The core framework of this project is CRDA (Code Reasoning and Detection Agent) and the VulnSec system, adopting the concept of small-parameter model + multi-agent collaboration. The core technologies include:

  1. Dual-source knowledge distillation: Distill code understanding capabilities from large-scale general code models and vulnerability detection experience from professional security analysis models, fusing information from both to avoid bias;
  2. Reasoning trajectory training: Let the model learn the complete analysis trajectory of experts (code function understanding, suspicious pattern recognition, etc.) to form structured analytical thinking;
  3. Iterative multi-hop RAG: Retrieve the knowledge base multiple times during analysis, dynamically adjust strategies, and improve the detection rate of complex vulnerabilities.
4

Section 04

Multi-Agent Collaboration Architecture Design

The system adopts a multi-agent collaboration architecture, decomposing vulnerability detection into subtasks:

  • Code understanding agent: Parses code structure and identifies key execution paths;
  • Pattern matching agent: Quickly identifies known vulnerability patterns;
  • Deep reasoning agent: Performs logical analysis for complex scenarios;
  • Verification agent: Cross-validates results to reduce false positives.

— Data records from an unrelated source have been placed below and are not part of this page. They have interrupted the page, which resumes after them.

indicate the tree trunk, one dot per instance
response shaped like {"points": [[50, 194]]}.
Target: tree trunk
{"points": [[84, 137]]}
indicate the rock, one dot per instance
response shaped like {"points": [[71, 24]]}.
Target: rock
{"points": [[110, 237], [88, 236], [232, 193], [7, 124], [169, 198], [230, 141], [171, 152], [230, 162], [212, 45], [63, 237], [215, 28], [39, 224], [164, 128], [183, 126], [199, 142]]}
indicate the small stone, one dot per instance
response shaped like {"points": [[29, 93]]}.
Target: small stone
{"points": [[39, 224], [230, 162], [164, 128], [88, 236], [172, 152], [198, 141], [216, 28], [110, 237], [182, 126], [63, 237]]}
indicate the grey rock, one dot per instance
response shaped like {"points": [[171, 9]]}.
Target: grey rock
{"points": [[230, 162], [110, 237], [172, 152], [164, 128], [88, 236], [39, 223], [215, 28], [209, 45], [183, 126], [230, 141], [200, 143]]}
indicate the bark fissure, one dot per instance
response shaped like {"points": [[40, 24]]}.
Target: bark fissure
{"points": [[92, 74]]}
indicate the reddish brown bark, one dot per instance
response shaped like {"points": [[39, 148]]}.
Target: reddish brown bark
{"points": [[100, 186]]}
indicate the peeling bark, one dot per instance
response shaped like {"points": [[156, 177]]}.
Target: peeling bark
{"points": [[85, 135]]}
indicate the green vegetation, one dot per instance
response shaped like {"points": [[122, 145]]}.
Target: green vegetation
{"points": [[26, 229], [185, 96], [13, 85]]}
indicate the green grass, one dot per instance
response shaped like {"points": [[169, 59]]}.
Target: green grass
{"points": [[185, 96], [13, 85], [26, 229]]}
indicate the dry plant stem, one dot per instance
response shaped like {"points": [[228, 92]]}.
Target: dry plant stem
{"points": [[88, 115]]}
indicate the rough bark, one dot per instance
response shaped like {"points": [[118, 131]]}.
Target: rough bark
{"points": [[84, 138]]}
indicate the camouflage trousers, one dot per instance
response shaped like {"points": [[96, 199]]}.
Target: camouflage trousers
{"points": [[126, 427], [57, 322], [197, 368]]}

Agents collaborate via structured messages to improve accuracy, interpretability, and maintainability.
5

Section 05

Evidence: Experimental Verification and Performance

Experimental verification shows excellent performance of the scheme:

  • On standard datasets, the detection rate exceeds traditional static tools, and the false positive rate is significantly reduced; the parameter size is an order of magnitude smaller than general large models, and the professional vulnerability detection capability is stronger;
  • In real scenarios (Apache Spark codebase), 8 unrecognized security defects were independently discovered, including complex deep vulnerabilities involving cross-function calls, which were confirmed by experts to have practical value.
6

Section 06

Recommendations: Practical Insights for Developers

Practical insights for developers:

  1. Security detection does not have to rely on ultra-large-scale models; small-parameter models can reach professional levels through knowledge distillation and specialized training, making them suitable for resource-constrained teams;
  2. The multi-agent architecture provides a scalable solution for complex security tasks, and teams can customize and expand analysis agents;
  3. The iterative RAG mechanism combines external knowledge bases with model reasoning, which is suitable for the continuously updated security field.
7

Section 07

Conclusion and Outlook

CRDA+VulnSec represents a new direction for AI-driven code security analysis: through technological innovation, it achieves a professional, lightweight, and interpretable intelligent detection system, rather than simply replacing traditional tools. As software complexity increases, solutions that integrate expert knowledge and machine learning will play an important role in ensuring software supply chain security.